Communier, c’est consentir à devenir ce que l’on reçoit et à recevoir ce que l’on est, c’est accepter d’aimer et de se donner, jusqu’au bout, jusqu’à l’extrême. C’est accepter la logique de l’amour en se laissant façonner par le Christ qui a livré son corps et versé son sang.

L’eucharistie a donc une dimension sociale. C’est même son fruit essentiel, enseigne la théologie la plus constante. Loin d’être un simple acte de dévotion pour le confort spirituel des bonnes âmes, la communion eucharistique est une démarche audacieuse, redoutable même, un acte dangereux pour notre égoïsme. Incompatible avec tout ce qui nous replie sur nous-mêmes, elle exclut l’indifférence envers le prochain, le refus du pardon, la fermeture du cœur ou des portes de sa maison, pour nous entraîner dans un mouvement d’ouverture et de don qui prendra des formes variées selon les possibilités de chacun, mais qui se déploiera toujours en engagement pour la paix, la justice, le droit, l’hospitalité et l’accueil de l’étranger.

C’est finalement notre rapport aux autres qui témoigne de l’authenticité de nos communions et qui nous dit si elles ne sont que des actes pieux, destinés à soigner une piété narcissique, ou si elles sont vraiment une participation au corps livré et au sang versé du Christ.
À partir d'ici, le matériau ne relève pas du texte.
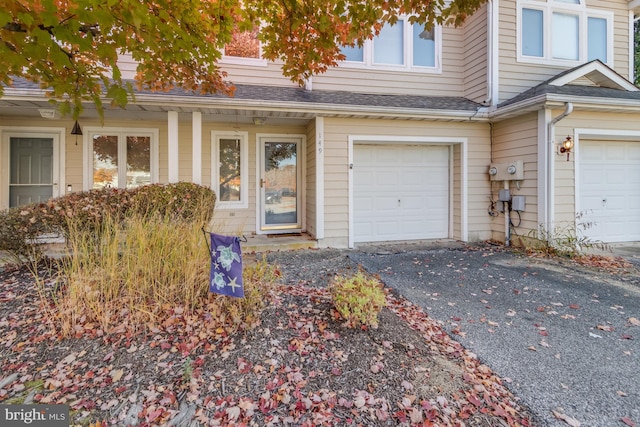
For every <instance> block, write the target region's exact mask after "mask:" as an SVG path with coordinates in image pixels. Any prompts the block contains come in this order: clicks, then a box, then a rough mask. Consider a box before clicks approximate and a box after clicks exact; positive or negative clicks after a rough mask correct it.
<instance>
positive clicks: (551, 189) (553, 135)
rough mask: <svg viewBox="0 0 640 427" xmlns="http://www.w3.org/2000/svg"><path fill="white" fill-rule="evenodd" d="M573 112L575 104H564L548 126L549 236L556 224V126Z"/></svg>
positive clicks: (547, 231)
mask: <svg viewBox="0 0 640 427" xmlns="http://www.w3.org/2000/svg"><path fill="white" fill-rule="evenodd" d="M572 112H573V104H572V103H571V102H566V103H565V104H564V111H563V112H562V113H561V114H560V115H559V116H557V117H555V118H553V119H552V120H551V121H550V122H549V124H548V125H547V138H548V139H547V141H548V149H549V153H548V154H549V155H548V156H547V215H546V216H547V218H546V220H547V221H546V224H545V227H546V230H545V231H546V232H547V233H549V234H553V230H552V227H551V226H552V224H553V222H554V210H555V209H554V208H555V203H554V199H555V182H554V180H555V171H554V168H555V156H554V154H555V141H554V140H555V125H556V123H558V122H559V121H560V120H562V119H564V118H565V117H567V116H568V115H569V114H571V113H572Z"/></svg>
C’est ainsi que l’évangile de Jean a compris la dernière cène. Là où les autres évangélistes rapportent l’institution de l’eucharistie, Jean parle du lavement des pieds, pour rappeler que la communion au corps du Christ et le service du prochain sont une unique et même chose. Aux fidèles de Corinthe qui ne se gênaient pas de célébrer l’eucharistie tout en maintenant dans leur communauté les clivages sociaux entre riches et pauvres, saint Paul reprochait avec vigueur de trahir le corps du Christ. Et il les exhortait à vérifier leur degré d’intégration dans le corps social, avant de recevoir le corps du Christ. Car il y aurait de la schizophrénie à manger le corps livré du Christ tout en vomissant son prochain ?

Ces déviances nous guettent aujourd’hui encore ; nous n’en sommes pas indemnes. Elles nous menacent sous des formes peut-être plus subtiles, lorsqu’on accorde plus d’importance à des querelles liturgiques et à des minuties rituelles qu’aux implications sociales de l’eucharistie. Avant d’être un objet de célébration, d’adoration ou de procession, le corps du Christ est l’aliment de notre engagement envers le prochain.

Un mot de l’abbé Zundel dit bien ce que doivent être nos communions : « La préparation à nos communions et à nos actions de grâces ne peuvent être qu’une oraison sur la vie, une oraison sur l’homme, une oraison sur le prochain, et c’est exclusivement en nous mettant à son service au lavement des pieds que nous nous préparons à recevoir la présence du Seigneur, que nous nous ouvrons à elle et que nous correspondons à ses intentions ».